Nari, one of the most exciting Thai restaurants in the nation, is back open indoors as of June 2021 and it feels so good. Nari is the Sanskrit-derived Thai word for “women,” appropriate for this gifted team helmed by executive chef Pim Techamuanvivit, who, with chef de cuisine Meghan Clark, celebrates recipes from Pim’s family and her deep study of antique Thai cookbooks.

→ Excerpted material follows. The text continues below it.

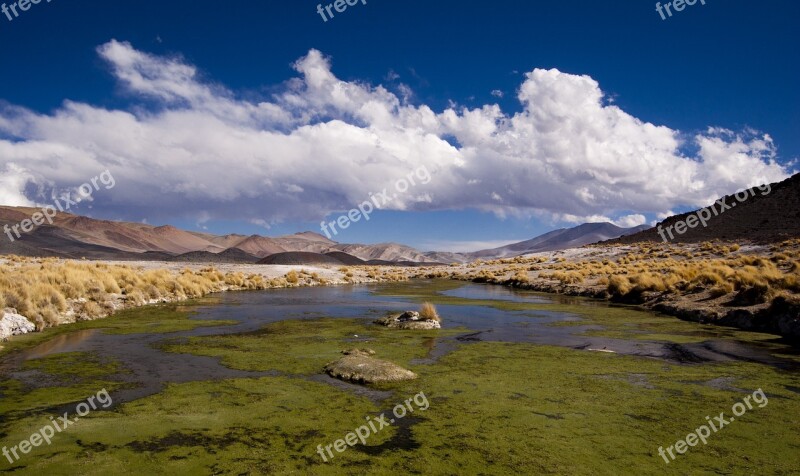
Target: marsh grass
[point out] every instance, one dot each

Clark started working with Pim when Pim opened her Michelin-starred sister restaurant, Kin Khao, in 2014. Nari is the more upscale of the two with refined cocktails and a greenery-lined space. New dishes wow, like Fort Bragg black cod gaeng kua curry redolent with Thai basil, hearts of palm and lightly charred pineapple. Ditto a summer-rich yum polami savory melon salad, savory and sweet with white soy, chili, coconut and herbs. Even peanut and cilantro-dusted grilled Monterey squid and pork jowl dish features pork so caramelized and tender, it’s as seductive as candy. // 1625 Post Street,

Presidio Social Club’s new outdoor deck

Presidio Social Club, The Presidio
As many longtimers continue to return to life, the Presidio Social Club Exchange reopened for weekend brunch, lunches and Thursday through Sunday dinners (including their new Sunday Supper “greatest hits” prix fixe menu). It almost feels like a whole new restaurant with its new, expansive deck made of Monterey Cypress and PSC’s just-opened seasonal gift shop and marketplace, which offers everything from flowers to picnic provisions. It feels so right dining in the Presidio under towering trees on chef Ray Tang’s addictive spice-fried Cornish game hen in charred scallions, chilis, peanuts and cilantro, or uber-tender Brandt Ranch beef short ribs with vegetable potato hash salad. // 563 Ruger Street,


Just Enough Wines: Launched in September 2020 by two women who met at Stanford, Just Enough Wines is an SF-based company featuring canned wines they personally source from California grapes plus chardonnay from Oregon’s Willamette Valley. With bubbly, rosé, chardonnay, pinot noir — and currently producing their first wine themselves, releasing late 2022 or 2023 — Just Enough’s clean, modern cans and quality wines are steadily becoming available in more states (where to find here).
Strainge Beast Kombuchas: This new line from our neighbor up north in Chico — and among the earliest pioneers of the craft beer movement, Sierra NevadaStrainge Beast hard kombuchas (yes, that’s the correct spelling) are pretty damn fabulous. They’re balanced and crushable, but also offering unique flavors, inspired by cocktail recipes and bartenders. This inspiration shows in creative combos like watermelon-sea salt-lime-mint or unexpected standouts like blueberry-acai-sweet basil. This is “next level” kombucha, born and made in NorCal.